KSH is a Norwegian multidisciplinary artist and author working in Northern Europe and Italy.

Self Portrait: Girl with Pearl Necklace
Self Portrait: Girl with Pearl Necklace | By KSH

She specializes in expressionist oil painting techniques employing only a mix of primary colors.

Her style is strongly influenced by her research into Edvard Munch and Oskar Kokoschka. As in the works of Munch, her choice of color is influenced by the cold Nordic sunlight, while the thick texture of many of her oil works is reminiscent of the bold and highly material style of Kokoschka. The entirety of the expressionist movement resonates throughout her art, as well as some specific influence from Vincent van Gogh, Henri de Toulouse-Lautrec, Gustav Klimt and Jack Butler Yeats.

She is deeply inspired by the complexity of human life, which she represents in the form of portraits, group scenes, and nudes. She firmly believes that portraits should represent the souls of her subjects more than their beauty; because of that, many of her original works represent great souls of the past, such as writers and artists.

Additionally, she extends some of her artistic exploration to other genres, including urban landscapes and nature, where her unique expressionist style becomes more abstract.

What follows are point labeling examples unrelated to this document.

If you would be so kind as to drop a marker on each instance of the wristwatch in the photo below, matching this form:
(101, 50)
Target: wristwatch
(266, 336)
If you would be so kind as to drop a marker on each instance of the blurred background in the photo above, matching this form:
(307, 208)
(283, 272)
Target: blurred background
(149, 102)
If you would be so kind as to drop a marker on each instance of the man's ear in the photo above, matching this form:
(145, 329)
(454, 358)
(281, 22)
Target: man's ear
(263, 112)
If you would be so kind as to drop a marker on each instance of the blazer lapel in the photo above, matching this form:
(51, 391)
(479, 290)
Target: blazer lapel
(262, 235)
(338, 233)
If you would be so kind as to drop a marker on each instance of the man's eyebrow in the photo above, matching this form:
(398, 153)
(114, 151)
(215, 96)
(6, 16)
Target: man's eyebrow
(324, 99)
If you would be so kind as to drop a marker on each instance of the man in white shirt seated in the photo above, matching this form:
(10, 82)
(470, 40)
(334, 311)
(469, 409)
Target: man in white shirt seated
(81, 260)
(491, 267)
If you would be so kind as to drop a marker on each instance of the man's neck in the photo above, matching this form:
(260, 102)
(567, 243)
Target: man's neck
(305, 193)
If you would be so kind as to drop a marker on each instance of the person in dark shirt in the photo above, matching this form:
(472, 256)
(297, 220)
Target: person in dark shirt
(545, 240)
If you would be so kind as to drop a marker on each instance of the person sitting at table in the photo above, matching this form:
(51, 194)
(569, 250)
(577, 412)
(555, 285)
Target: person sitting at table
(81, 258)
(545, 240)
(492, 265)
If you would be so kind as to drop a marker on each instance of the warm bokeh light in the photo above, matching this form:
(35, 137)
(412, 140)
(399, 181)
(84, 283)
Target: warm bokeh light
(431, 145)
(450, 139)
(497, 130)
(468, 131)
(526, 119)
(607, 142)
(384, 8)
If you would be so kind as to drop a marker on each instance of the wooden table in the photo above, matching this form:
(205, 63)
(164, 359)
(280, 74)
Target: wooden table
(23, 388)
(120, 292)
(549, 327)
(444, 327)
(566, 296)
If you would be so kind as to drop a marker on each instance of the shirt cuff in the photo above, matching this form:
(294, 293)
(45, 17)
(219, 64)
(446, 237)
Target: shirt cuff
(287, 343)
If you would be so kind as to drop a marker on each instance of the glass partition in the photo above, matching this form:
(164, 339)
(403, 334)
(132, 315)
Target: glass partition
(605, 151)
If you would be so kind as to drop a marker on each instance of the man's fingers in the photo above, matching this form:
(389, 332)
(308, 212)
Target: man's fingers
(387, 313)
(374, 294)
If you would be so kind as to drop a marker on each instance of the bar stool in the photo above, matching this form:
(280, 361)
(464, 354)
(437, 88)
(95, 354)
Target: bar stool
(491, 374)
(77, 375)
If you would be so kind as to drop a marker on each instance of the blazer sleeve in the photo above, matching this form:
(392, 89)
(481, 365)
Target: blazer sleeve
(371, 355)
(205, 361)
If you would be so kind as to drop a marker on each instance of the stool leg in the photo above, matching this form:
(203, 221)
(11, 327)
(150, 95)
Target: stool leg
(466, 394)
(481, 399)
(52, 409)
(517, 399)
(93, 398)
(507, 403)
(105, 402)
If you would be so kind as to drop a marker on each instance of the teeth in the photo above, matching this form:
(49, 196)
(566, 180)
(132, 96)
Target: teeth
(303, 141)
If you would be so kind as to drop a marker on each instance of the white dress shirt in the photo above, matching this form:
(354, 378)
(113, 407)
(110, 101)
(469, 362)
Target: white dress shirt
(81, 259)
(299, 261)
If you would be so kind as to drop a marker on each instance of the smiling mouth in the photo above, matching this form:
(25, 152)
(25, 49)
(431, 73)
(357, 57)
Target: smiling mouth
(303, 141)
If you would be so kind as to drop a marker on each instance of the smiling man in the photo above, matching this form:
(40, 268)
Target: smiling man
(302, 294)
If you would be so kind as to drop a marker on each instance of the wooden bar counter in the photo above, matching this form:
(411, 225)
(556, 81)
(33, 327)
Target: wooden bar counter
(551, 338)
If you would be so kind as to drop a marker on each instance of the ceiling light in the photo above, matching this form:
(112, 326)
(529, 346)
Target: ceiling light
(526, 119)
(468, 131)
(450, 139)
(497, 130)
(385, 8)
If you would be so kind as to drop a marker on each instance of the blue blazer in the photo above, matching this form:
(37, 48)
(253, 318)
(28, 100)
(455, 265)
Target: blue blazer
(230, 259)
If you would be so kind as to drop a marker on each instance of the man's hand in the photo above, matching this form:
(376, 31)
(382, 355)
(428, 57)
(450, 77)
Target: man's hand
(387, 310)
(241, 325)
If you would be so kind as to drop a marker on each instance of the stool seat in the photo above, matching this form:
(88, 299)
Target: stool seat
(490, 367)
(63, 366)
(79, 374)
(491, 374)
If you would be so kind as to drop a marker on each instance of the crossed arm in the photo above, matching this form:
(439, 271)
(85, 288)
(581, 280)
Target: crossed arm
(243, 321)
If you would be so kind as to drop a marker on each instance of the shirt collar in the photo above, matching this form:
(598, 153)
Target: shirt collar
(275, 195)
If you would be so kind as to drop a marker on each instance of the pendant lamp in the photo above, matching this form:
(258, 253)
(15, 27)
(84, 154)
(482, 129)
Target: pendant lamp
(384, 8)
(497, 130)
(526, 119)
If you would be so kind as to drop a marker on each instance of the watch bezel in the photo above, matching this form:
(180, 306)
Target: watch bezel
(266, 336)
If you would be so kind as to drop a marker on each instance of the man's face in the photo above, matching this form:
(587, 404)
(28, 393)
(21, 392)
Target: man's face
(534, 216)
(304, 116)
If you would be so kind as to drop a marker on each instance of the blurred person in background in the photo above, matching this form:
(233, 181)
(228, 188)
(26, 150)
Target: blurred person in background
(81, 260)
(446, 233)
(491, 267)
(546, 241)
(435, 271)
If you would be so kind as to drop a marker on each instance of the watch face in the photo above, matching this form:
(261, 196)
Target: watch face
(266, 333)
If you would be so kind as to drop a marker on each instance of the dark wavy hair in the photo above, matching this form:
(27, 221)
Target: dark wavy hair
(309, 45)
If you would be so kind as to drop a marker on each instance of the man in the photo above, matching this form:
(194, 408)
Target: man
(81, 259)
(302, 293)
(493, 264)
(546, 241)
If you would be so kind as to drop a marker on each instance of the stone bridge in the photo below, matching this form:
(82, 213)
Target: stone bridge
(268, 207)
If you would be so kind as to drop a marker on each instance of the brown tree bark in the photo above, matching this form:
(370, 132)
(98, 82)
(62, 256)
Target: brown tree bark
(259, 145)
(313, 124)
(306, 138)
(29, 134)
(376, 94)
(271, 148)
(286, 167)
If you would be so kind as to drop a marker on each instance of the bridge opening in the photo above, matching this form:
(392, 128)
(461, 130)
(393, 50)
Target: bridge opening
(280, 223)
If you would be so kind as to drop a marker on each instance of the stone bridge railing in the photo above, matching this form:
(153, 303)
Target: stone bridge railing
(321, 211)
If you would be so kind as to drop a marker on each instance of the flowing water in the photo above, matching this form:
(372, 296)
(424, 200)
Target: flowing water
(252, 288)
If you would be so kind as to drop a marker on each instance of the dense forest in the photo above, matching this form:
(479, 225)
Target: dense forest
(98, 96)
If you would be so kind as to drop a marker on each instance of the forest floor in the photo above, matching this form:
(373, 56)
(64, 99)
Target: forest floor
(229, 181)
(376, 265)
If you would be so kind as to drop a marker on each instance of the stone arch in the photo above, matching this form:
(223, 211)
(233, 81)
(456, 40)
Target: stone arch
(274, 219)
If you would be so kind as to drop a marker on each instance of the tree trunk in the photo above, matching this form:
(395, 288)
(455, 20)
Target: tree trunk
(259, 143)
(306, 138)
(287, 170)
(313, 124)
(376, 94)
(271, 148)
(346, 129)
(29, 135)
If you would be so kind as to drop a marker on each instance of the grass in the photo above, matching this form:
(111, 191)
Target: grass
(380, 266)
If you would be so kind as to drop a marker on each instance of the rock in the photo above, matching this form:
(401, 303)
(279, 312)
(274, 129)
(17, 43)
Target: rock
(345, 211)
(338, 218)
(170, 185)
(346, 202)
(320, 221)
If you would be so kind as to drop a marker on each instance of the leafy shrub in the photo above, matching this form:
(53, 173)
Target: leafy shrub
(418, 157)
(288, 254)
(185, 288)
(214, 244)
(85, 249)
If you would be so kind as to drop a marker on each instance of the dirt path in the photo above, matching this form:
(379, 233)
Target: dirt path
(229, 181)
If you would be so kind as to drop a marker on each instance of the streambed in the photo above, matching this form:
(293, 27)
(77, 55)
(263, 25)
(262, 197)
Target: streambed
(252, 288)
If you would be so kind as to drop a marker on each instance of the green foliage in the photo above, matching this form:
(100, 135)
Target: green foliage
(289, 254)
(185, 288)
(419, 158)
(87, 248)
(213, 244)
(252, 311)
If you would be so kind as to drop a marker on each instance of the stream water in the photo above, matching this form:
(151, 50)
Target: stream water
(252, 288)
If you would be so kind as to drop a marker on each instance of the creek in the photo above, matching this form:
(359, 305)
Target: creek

Outside of the domain of fine arts, she is a successful author of plays, novels, and poems in English and Norwegian. She dedicates her time to both painting and literature, according to mood and practical circumstances – always experimenting, looking for what resonates with her emotions. Lengthy training in classical music and piano performance completes her truly polyhedral artistic formation.

In all her production, she combines the highest wisdom of classical European culture with a very subjective, deep, and disenchanted view of life.

 

“The truly creative mind in any field is no more than this: A human creature born abnormally, inhumanly sensitive. To him… a touch is a blow, a sound is a noise, a misfortune is a tragedy, a joy is an ecstasy, a friend is a lover, a lover is a god, and failure is death. Add to this cruelly delicate organism the overpowering necessity to create, create, create — so that without the creating of music or poetry or books or buildings or something of meaning, his very breath is cut off from him. He must create, must pour out creation. By some strange, unknown, inward urgency he is not really alive unless he is creating.”